The biggest revenue category change was a 40% drop in sold revenue month-over-month, which is a big contributor to the drop in total month-over-month revenue opportunity.
Sold revenue is a good predictor of the following month’s performance, and while a wide number of variables impact that, a big reduction in sold revenue is something to keep an eye on as we get deeper into August.
Also note that sometimes a decrease in sold revenue is a good thing, as it means customers are moving through the revenue flow cycle quickly. If you’re in a good spot capacity-wise, customers shouldn’t sit in the sold category for too long before you complete the work and close the job.
Customer Acquisition Cost Was Up 6% Month-over-Month and 9% Year-Over-Year
Customer acquisition costs increased from June (which is usually the least expensive month to acquire customers from PPC) back up to $350.
Last year, the customer acquisition costs were slightly below $300, so the cost to acquire a paying customer in July 2023 vs. July 2022 was $50 more expensive.
However, average tickets increased 10% year-over-year, by over $300 which more than makes up for the $50 increase in customer acquisition cost.
Average tickets remained largely the same month-over-month, but are up noticeably since the start of the year.
Closed Revenue Was Down 7% Month-Over-Month But Up 11% Year-Over-Year
In June 2023, closed revenue was up 5% year-over-year, and this month, it’s up double digits to 11% year-over-year.
As an added win, spend was down 6% year-over-year, so despite spending less money, the businesses in this sample ended up closing more revenue than the prior year!
Lead volume and paying customers were down YoY, but the increase in average tickets was a major contributor to an increase in closed revenue.
Depending on how you define “demand”, you could argue that overall demand (paying customers) was down in these time frames and is a point of concern. There were fewer paying customers both month-over-month and year-over-year.
However, if you look at demand purely as a function of closed revenue in a timeframe, demand was up.
Throughout 2023, higher average tickets have been able to make up for higher customer acquisition costs and lower volumes of paying customers.
Return on Ad Spend Closed Was Up 2% Month-Over-Month and Up 14% Year-Over-Year
Because closed revenue increased year-over-year and spend was decreased, it’s pretty easy to see how the return on ad spend closed was double-digits higher than in 2022.
We also saw month-over-month ROAS improvements, although just slightly to 8.5x.
So for every dollar spent on PPC in July, these businesses got $8.50 in return.
This is encouraging to see, but still important to keep in mind that overall there were fewer customers in the demand pipeline and average tickets were a large reason for the revenue increases.
With increasing customer acquisition costs, every conversion and lead counts much more than it did last year!

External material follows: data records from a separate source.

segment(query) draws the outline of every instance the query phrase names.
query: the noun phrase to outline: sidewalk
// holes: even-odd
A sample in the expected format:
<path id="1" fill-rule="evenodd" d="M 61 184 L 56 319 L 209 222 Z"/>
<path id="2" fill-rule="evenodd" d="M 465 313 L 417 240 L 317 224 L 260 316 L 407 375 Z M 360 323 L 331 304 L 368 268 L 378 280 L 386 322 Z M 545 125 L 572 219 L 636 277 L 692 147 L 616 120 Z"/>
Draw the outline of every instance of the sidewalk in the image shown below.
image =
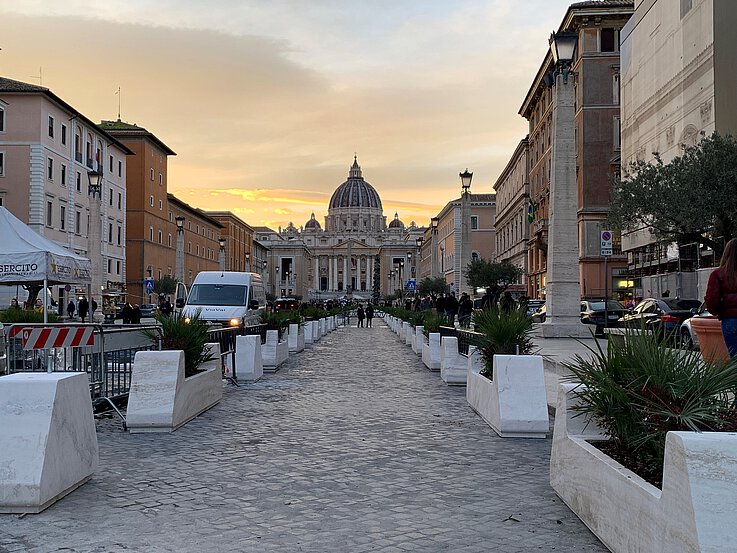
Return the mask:
<path id="1" fill-rule="evenodd" d="M 606 551 L 550 488 L 550 439 L 497 437 L 381 319 L 225 390 L 173 434 L 99 421 L 92 480 L 0 515 L 0 551 Z"/>

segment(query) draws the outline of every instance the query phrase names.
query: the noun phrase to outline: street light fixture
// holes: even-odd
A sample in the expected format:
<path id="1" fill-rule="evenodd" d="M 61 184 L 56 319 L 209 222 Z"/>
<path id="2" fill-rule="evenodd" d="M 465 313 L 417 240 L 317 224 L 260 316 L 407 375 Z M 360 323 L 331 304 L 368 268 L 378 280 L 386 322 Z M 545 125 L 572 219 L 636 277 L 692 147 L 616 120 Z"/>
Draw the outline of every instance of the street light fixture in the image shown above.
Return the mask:
<path id="1" fill-rule="evenodd" d="M 102 218 L 100 217 L 102 201 L 102 172 L 88 171 L 87 179 L 89 180 L 88 192 L 90 195 L 90 230 L 89 230 L 89 246 L 87 251 L 90 254 L 92 262 L 92 279 L 89 289 L 89 303 L 102 305 L 100 293 L 102 291 Z M 44 286 L 44 294 L 46 294 L 46 286 Z M 44 298 L 44 301 L 46 299 Z M 44 303 L 44 305 L 46 305 Z M 90 309 L 90 313 L 92 310 Z M 46 309 L 44 309 L 44 321 L 46 320 Z M 90 322 L 92 316 L 90 316 Z"/>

Phone Calls Drove 8% Less Total Revenue Opportunity in 2023 than in 2022
I wanted to include one more data point that highlights how customer conversion behavior is starting to change more and more.

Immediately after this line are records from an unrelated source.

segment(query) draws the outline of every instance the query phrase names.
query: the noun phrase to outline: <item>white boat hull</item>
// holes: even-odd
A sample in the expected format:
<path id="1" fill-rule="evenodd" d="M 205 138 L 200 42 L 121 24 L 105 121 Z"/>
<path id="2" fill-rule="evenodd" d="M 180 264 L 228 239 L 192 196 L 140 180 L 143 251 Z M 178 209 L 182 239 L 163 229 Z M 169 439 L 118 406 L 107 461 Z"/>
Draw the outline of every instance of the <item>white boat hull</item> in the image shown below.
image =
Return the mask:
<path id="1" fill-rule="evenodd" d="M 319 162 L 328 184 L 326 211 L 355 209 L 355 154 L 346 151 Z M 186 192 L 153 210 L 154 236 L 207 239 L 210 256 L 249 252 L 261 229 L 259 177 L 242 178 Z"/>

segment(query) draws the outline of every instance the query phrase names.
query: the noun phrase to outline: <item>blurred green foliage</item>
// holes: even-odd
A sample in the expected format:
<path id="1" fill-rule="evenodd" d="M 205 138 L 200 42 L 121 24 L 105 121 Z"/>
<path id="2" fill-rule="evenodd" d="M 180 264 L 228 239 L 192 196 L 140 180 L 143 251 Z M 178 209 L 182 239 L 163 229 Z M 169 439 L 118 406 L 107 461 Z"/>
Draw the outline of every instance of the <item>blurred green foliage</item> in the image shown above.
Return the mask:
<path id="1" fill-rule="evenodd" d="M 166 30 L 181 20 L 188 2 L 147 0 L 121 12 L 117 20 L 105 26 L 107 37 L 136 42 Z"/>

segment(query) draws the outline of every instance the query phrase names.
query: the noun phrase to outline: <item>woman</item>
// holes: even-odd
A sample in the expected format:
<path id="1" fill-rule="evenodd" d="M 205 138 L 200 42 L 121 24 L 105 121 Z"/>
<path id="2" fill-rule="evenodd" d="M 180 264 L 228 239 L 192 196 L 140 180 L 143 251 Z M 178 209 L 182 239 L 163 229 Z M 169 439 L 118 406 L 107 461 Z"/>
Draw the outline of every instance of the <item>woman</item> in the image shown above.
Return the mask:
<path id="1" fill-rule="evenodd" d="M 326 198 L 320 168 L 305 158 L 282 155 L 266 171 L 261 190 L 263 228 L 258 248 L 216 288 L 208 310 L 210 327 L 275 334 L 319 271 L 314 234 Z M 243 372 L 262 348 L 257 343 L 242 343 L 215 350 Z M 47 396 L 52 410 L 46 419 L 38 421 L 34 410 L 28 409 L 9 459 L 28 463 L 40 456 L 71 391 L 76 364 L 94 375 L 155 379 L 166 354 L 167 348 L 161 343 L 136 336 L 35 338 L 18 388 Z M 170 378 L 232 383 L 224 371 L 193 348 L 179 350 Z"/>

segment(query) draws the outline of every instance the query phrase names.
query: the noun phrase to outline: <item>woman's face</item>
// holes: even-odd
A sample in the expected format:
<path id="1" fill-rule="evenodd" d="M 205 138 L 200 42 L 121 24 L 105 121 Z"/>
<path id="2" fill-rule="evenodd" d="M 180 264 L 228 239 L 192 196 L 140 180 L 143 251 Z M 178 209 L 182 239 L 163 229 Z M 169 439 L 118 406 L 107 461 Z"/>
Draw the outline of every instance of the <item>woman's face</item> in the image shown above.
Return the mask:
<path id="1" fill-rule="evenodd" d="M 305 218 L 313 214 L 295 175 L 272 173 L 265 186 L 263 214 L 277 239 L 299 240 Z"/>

In July 2022, 68% of revenue potential was converted via phone calls.
But in July 2023, only 60% of revenue potential was converted via phone calls.

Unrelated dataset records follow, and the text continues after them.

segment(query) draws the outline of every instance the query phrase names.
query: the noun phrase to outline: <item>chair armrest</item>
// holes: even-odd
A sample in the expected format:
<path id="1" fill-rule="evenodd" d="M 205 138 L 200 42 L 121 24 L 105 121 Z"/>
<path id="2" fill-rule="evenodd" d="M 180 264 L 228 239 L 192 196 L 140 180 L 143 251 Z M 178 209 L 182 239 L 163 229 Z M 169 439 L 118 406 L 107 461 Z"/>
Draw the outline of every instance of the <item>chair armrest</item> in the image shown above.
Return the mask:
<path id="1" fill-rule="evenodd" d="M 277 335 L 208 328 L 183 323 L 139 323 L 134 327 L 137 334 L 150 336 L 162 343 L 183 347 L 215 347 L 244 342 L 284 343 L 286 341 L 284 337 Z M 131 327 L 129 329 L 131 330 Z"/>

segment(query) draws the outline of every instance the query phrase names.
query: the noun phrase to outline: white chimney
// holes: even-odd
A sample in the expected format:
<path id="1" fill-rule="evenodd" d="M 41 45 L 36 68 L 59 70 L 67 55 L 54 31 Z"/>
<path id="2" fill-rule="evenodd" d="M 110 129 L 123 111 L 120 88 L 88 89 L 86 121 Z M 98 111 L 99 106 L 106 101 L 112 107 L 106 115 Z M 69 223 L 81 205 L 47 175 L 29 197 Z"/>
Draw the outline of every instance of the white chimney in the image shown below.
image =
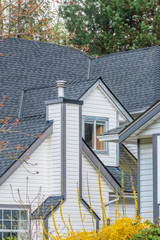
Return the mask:
<path id="1" fill-rule="evenodd" d="M 66 87 L 67 82 L 63 80 L 56 81 L 58 88 L 58 97 L 64 97 L 64 88 Z"/>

That means 8% more of your revenue opportunity was converted via something other than a phone call (online scheduling, chat, forms).
Because we know that customer acquisition costs are higher and we’ve been counting on higher average tickets, ensuring you have tight processes in place to handle non-phone call leads is important to capitalize on the opportunity in your market.
I spoke about this topic earlier this year and the trends are playing out exactly as we had thought. This doesn’t mean phone calls aren’t important, but recognizing that your customers are converting in different ways on your website is an insight that can help you better serve them and convert more of them into paying customers.